The following formula is used to calculate the value of a specific number in Pascal's Triangle:

C(n, k) = n! / (k! * (n-k)!)

Variables:

- C(n, k) is the value of the number at row n and column k in Pascal's Triangle
- n is the row number in Pascal's Triangle
- k is the column number in Pascal's Triangle

To calculate the value of a specific number in Pascal's Triangle, divide the factorial of the row number (n!) by the product of the factorials of the column number (k!) and the difference between the row number and the column number (n-k)!.

## What is a Pascal's Triangle?

Pascal's Triangle is a mathematical concept that presents a triangular array of binomial coefficients. It is named after the French mathematician Blaise Pascal, although other mathematicians had studied it centuries before him in India, Persia, China, and Italy. The triangle is constructed by starting with an apex of 1. Each subsequent row is created by adding the number above and to the left with the number above and to the right, treating blank entries as 0. The rows of Pascal's Triangle are conventionally enumerated, starting with row n = 0 at the top. The entries in each row are numbered from the left, beginning with k = 0, and are usually staggered relative to the numbers in the adjacent rows. The triangle may be used in various areas of mathematics, including algebra, probability theory, and combinatorics.
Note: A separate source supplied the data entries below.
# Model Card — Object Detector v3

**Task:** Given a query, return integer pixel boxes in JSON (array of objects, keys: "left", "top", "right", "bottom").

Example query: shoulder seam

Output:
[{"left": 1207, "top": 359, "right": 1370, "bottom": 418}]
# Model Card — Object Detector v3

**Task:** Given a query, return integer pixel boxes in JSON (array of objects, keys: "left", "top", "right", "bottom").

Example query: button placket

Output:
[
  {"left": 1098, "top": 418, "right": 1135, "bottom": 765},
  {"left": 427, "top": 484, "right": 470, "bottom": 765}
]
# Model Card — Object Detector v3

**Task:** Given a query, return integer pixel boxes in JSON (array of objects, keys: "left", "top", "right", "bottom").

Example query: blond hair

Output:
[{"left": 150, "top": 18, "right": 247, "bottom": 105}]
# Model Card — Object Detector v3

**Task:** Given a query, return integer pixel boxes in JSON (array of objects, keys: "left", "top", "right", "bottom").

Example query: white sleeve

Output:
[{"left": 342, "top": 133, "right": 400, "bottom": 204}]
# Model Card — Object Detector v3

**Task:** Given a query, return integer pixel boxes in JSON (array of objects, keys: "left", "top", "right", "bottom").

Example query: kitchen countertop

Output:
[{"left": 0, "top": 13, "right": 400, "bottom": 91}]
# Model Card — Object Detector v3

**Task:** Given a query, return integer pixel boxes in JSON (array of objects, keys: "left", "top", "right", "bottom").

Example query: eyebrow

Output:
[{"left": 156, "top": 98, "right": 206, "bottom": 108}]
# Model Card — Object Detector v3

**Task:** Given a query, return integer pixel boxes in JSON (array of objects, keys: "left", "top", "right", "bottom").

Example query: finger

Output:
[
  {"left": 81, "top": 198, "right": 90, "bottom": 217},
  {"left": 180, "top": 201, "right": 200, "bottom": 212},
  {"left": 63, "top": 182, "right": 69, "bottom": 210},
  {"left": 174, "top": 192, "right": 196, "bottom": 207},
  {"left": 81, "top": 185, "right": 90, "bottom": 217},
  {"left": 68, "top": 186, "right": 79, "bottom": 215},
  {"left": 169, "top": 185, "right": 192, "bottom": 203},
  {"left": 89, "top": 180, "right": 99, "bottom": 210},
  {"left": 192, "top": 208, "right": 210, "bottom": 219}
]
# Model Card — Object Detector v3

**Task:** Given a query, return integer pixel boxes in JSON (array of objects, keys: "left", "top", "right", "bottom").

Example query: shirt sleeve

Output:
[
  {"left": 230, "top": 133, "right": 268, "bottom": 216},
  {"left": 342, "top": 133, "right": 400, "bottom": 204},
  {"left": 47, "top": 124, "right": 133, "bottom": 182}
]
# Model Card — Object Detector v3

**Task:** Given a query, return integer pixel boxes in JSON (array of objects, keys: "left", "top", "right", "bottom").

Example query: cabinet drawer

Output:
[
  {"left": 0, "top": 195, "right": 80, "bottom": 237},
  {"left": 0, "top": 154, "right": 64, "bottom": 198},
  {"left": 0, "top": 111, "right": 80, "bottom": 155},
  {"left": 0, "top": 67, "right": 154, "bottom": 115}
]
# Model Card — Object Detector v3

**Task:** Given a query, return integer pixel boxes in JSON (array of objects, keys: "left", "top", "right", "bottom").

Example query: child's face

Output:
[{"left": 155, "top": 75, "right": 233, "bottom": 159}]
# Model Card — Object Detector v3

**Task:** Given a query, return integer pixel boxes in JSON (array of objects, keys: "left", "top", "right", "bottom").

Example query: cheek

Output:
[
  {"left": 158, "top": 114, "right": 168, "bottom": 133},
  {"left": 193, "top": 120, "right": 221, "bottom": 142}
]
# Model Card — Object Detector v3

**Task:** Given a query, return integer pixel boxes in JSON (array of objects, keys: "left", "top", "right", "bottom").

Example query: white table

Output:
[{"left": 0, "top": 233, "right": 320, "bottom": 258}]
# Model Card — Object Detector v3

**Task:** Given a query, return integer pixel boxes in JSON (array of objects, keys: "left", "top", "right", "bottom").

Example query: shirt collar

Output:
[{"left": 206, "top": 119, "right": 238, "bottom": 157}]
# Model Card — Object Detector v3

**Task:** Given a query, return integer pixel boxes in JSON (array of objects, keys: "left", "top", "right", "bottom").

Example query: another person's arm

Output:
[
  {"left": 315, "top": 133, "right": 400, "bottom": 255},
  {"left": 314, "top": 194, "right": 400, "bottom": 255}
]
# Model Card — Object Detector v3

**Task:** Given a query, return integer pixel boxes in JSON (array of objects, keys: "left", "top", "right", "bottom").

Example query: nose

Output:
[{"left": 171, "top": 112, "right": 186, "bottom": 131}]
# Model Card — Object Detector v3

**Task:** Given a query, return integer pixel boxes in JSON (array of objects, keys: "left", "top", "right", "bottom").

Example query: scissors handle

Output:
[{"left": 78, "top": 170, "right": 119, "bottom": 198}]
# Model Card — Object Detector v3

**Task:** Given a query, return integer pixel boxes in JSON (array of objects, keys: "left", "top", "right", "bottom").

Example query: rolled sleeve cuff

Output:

## How to Calculate Pascal's Triangle?

The following steps outline how to generate Pascal's Triangle:

- Start with the first row, which contains only the number 1.
- For each subsequent row, add a 1 at the beginning and end.
- For each number in between, add the two numbers directly above it in the previous row.
- Repeat steps 2 and 3 until the desired number of rows is reached.

**Example Problem:**

Let's generate Pascal's Triangle with 5 rows.

Row 1: 1

Row 2: 1 1

Row 3: 1 2 1

Row 4: 1 3 3 1

Row 5: 1 4 6 4 1